The Book Smugglers: Partisans, Poets, and the Race to Save Jewish Treasures from the Nazis
David E. Fishman - 2017
It is a tale of heroism and resistance, of friendship and romance, and of unwavering devotion—including the readiness to risk one’s life—to literature and art. And it is entirely true. Based on Jewish, German, and Soviet documents, including diaries, letters, memoirs, and the author’s interviews with several of the story’s participants, The Book Smugglers chronicles the daring activities of a group of poets turned partisans and scholars turned smugglers in Vilna, “The Jerusalem of Lithuania.” The rescuers were pitted against Johannes Pohl, a Nazi “expert” on the Jews, who had been dispatched to Vilna by the Nazi looting agency, Einsatzstab Reichsleiter Rosenberg, to organize the seizure of the city’s great collections of Jewish books. Pohl and his Einsatzstab staff planned to ship the most valuable materials to Germany and incinerate the rest. The Germans used forty ghetto inmates as slave-laborers to sort, select, pack, and transport the materials, either to Germany or to nearby paper mills. This group, nicknamed “the Paper Brigade,” and informally led by poet Shmerke Kaczerginski, a garrulous, street-smart adventurer and master of deception, smuggled thousands of books and manuscripts past German guards.
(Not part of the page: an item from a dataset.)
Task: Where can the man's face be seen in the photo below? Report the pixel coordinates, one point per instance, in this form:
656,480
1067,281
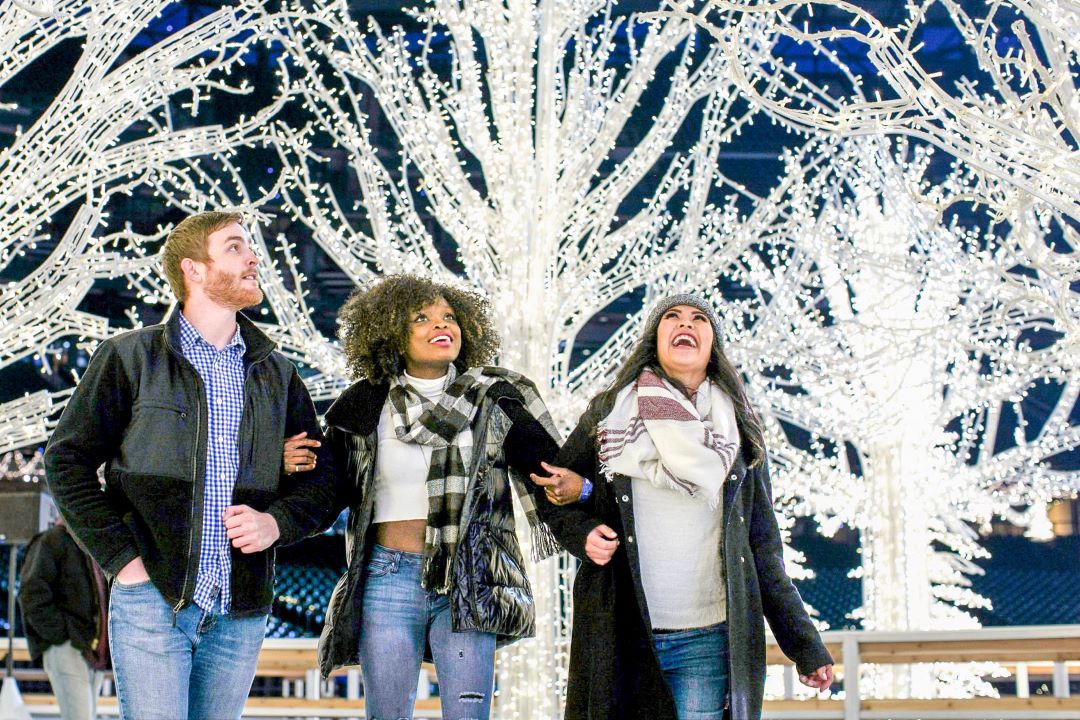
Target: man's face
231,280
If caught, the men would have faced death by firing squad at Ponar, the mass-murder site outside of Vilna. To store the rescued manuscripts, poet Abraham Sutzkever helped build an underground book-bunker sixty feet beneath the Vilna ghetto. Kaczerginski smuggled weapons as well, using the group’s worksite, the former building of the Yiddish Scientific Institute, to purchase arms for the ghetto’s secret partisan organization. All the while, both men wrote poetry that was recited and sung by the fast-dwindling population of ghetto inhabitants. With the Soviet “liberation” of Vilna (now known as Vilnius), the Paper Brigade thought themselves and their precious cultural treasures saved—only to learn that their new masters were no more welcoming toward Jewish culture than the old, and the books must now be smuggled out of the USSR. Thoroughly researched by the foremost scholar of the Vilna Ghetto—a writer of exceptional daring, style, and reach—The Book Smugglers is an epic story of human heroism, a little-known tale from the blackest days of the war.